Tadschikistan – ein Land, das wohl den wenigsten Menschen in unseren Breitengraden ein Begriff ist. Das Land grenzt direkt an Afghanistan und China, Duschanbe ist die Hauptstadt und in etwa so groß wie Frankfurt am Main. 22 Jahre lang war die größte Stadt des Landes die Heimat von Irina Christ.
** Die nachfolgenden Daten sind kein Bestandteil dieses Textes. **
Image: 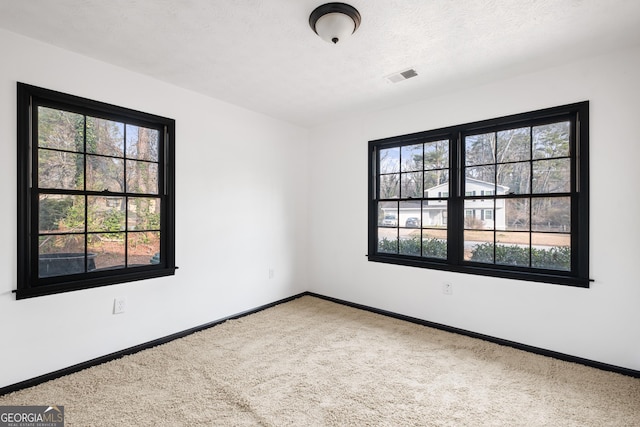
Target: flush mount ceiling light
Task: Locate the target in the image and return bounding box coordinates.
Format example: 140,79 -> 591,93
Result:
309,3 -> 361,44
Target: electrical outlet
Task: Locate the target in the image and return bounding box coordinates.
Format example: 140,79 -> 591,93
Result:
442,283 -> 453,295
113,297 -> 127,314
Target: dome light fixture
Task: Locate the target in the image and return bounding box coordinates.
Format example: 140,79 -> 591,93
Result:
309,3 -> 361,44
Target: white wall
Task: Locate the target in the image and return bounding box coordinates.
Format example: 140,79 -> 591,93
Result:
0,30 -> 308,387
309,44 -> 640,370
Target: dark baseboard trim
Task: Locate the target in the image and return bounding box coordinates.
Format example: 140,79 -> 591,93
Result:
303,292 -> 640,378
0,291 -> 640,396
0,292 -> 308,396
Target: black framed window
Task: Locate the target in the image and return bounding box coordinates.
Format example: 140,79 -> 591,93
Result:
16,83 -> 176,299
368,101 -> 589,287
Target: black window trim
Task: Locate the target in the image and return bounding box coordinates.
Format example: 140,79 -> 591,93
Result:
14,82 -> 177,299
367,101 -> 592,288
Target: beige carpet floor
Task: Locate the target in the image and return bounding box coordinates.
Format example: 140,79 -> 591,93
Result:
0,296 -> 640,427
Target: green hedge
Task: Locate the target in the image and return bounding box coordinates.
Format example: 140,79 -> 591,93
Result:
378,236 -> 571,271
470,243 -> 571,271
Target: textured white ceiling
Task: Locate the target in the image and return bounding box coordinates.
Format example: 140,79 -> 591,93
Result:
0,0 -> 640,126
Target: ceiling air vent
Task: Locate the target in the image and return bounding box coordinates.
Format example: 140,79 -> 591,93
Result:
386,68 -> 418,83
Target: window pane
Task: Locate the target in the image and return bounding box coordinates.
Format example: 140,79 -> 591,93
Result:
378,147 -> 400,174
464,199 -> 494,230
87,117 -> 124,157
400,172 -> 423,199
127,197 -> 160,230
422,228 -> 447,259
465,166 -> 496,185
533,122 -> 571,159
127,125 -> 160,162
531,197 -> 571,233
38,194 -> 84,233
38,149 -> 84,190
504,198 -> 530,231
378,227 -> 398,254
533,159 -> 571,193
498,162 -> 531,194
422,200 -> 448,228
496,127 -> 531,163
424,170 -> 449,191
127,160 -> 158,194
531,233 -> 571,271
87,156 -> 124,192
378,202 -> 398,227
399,228 -> 421,256
496,232 -> 531,267
398,201 -> 422,228
87,196 -> 126,232
38,234 -> 87,277
38,107 -> 84,152
464,132 -> 496,166
464,230 -> 494,264
87,233 -> 126,270
400,144 -> 423,172
127,231 -> 160,267
424,139 -> 449,170
380,173 -> 400,199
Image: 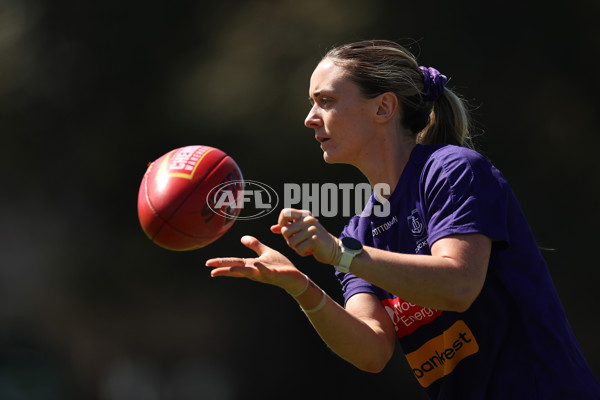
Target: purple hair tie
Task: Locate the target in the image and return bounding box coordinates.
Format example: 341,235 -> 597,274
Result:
419,67 -> 448,101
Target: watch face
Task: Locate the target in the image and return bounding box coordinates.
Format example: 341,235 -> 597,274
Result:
342,237 -> 362,251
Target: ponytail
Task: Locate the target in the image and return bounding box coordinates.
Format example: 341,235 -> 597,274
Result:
324,40 -> 473,147
417,88 -> 473,148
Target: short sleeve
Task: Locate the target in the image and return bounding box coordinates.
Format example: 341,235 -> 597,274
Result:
421,146 -> 509,245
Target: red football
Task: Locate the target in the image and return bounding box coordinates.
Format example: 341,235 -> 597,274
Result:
138,146 -> 244,250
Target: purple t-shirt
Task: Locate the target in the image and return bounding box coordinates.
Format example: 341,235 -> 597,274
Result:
336,145 -> 600,400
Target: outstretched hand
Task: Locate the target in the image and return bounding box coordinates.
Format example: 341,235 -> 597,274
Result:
206,236 -> 305,292
271,208 -> 341,265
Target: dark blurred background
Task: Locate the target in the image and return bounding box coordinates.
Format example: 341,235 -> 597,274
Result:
0,0 -> 600,400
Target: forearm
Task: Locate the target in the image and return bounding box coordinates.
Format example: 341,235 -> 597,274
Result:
294,281 -> 394,372
351,241 -> 486,312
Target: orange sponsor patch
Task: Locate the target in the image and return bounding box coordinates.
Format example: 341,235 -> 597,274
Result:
406,321 -> 479,387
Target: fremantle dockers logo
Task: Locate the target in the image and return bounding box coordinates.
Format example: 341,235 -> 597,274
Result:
406,209 -> 424,237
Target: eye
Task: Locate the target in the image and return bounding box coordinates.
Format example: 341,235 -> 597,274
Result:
319,96 -> 333,108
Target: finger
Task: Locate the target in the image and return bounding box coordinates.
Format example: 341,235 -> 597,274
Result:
277,208 -> 312,226
210,266 -> 256,278
205,257 -> 246,267
241,235 -> 271,256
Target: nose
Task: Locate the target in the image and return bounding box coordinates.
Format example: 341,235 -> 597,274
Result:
304,104 -> 323,129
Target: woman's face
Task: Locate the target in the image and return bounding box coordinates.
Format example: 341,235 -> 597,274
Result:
304,59 -> 377,165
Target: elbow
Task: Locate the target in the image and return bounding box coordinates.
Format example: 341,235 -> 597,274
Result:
446,288 -> 481,313
354,349 -> 393,374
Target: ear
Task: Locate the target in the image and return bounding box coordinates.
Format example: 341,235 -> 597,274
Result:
376,92 -> 398,122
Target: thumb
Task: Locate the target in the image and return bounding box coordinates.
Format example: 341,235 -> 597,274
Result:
241,235 -> 271,256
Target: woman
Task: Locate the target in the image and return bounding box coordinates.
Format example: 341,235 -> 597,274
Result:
206,41 -> 600,400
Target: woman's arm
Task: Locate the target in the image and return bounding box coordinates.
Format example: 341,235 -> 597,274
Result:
206,236 -> 395,372
271,209 -> 492,312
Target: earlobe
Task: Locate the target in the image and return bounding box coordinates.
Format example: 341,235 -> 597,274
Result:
377,92 -> 398,122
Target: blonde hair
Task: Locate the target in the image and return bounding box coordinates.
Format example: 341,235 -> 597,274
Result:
323,40 -> 472,147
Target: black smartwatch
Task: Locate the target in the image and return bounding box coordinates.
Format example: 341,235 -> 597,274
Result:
335,237 -> 362,273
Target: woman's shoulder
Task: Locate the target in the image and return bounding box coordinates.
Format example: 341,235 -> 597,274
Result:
424,144 -> 493,175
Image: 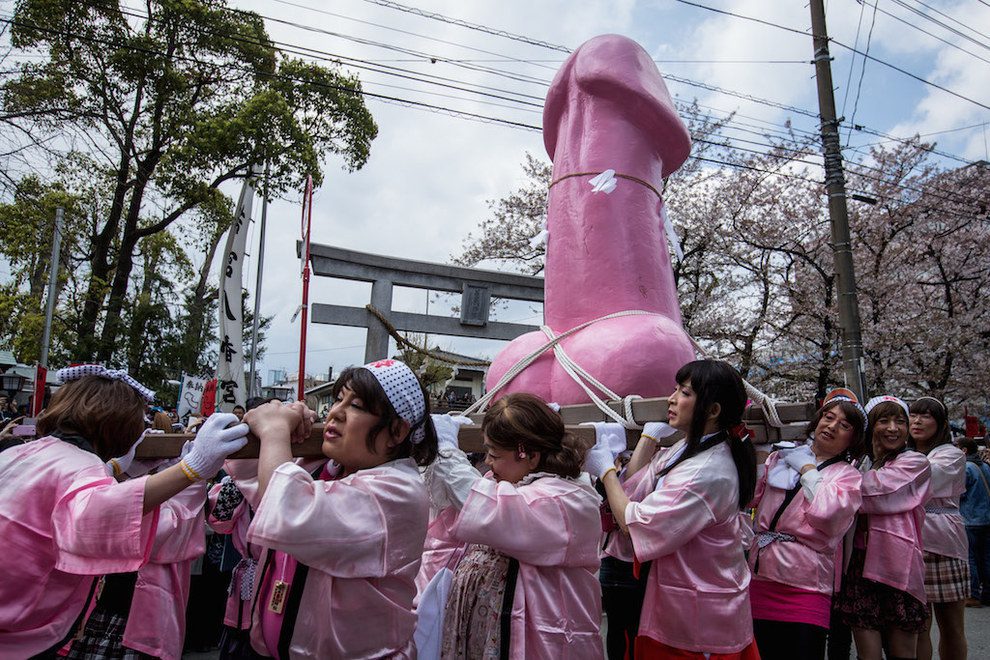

Die Entscheidung, nach Deutschland auszuwandern und ihren kleinen Sohn dort aufzuziehen, traf die junge Tadschikin mit ihrem damaligen Ehemann. Dieser hatte bereits Verwandtschaft in der Bundesrepublik. Doch bevor sie das Land verlassen konnten, brach die Sowjetunion zusammen und in Tadschikistan der Bürgerkrieg aus. Drei Monate vergingen bis die Einreisegenehmigung aus Deutschland vorlag. „Wir sind dann zu Fuß von unserem Viertel zum Flughafen gelaufen, weil keine öffentlichen Verkehrsmittel mehr fuhren. Wir hörten unterwegs überall Schüsse“, erzählt Irina.

Endlich Sicherheit

Nach einigen Stunden Flug landete die Familie im sicheren Frankfurt am Main. Von dort aus ging es dann direkt weiter nach Nürnberg, wo sie zwei Wochen im Grundig-Gebäude untergebracht waren. „Es war gerade Weihnachtszeit und keine Behörde, die unseren Antrag hätte bearbeiten können, war geöffnet“, sagt die 47-Jährige. Als die Sammelstelle wieder besetzt und die Formalitäten geklärt waren, konnten sie ihre Reise fortsetzen. Das Aussiedlerheim in Obererlbach sollte ihre Heimat für die nächste Zeit werden. Sechs Monate lang besuchte das Paar einen Sprachkurs im nahegelegen Gunzenhausen. Den Weg bestritten die beiden per Anhalter, da in dem kleinen Dorf nur dreimal am Tag ein Bus hält. Die Sprache beherrschte die junge Mutter schnell und auch der mittelfränkische Dialekt in der Region stellte für sie keine große Hürde dar.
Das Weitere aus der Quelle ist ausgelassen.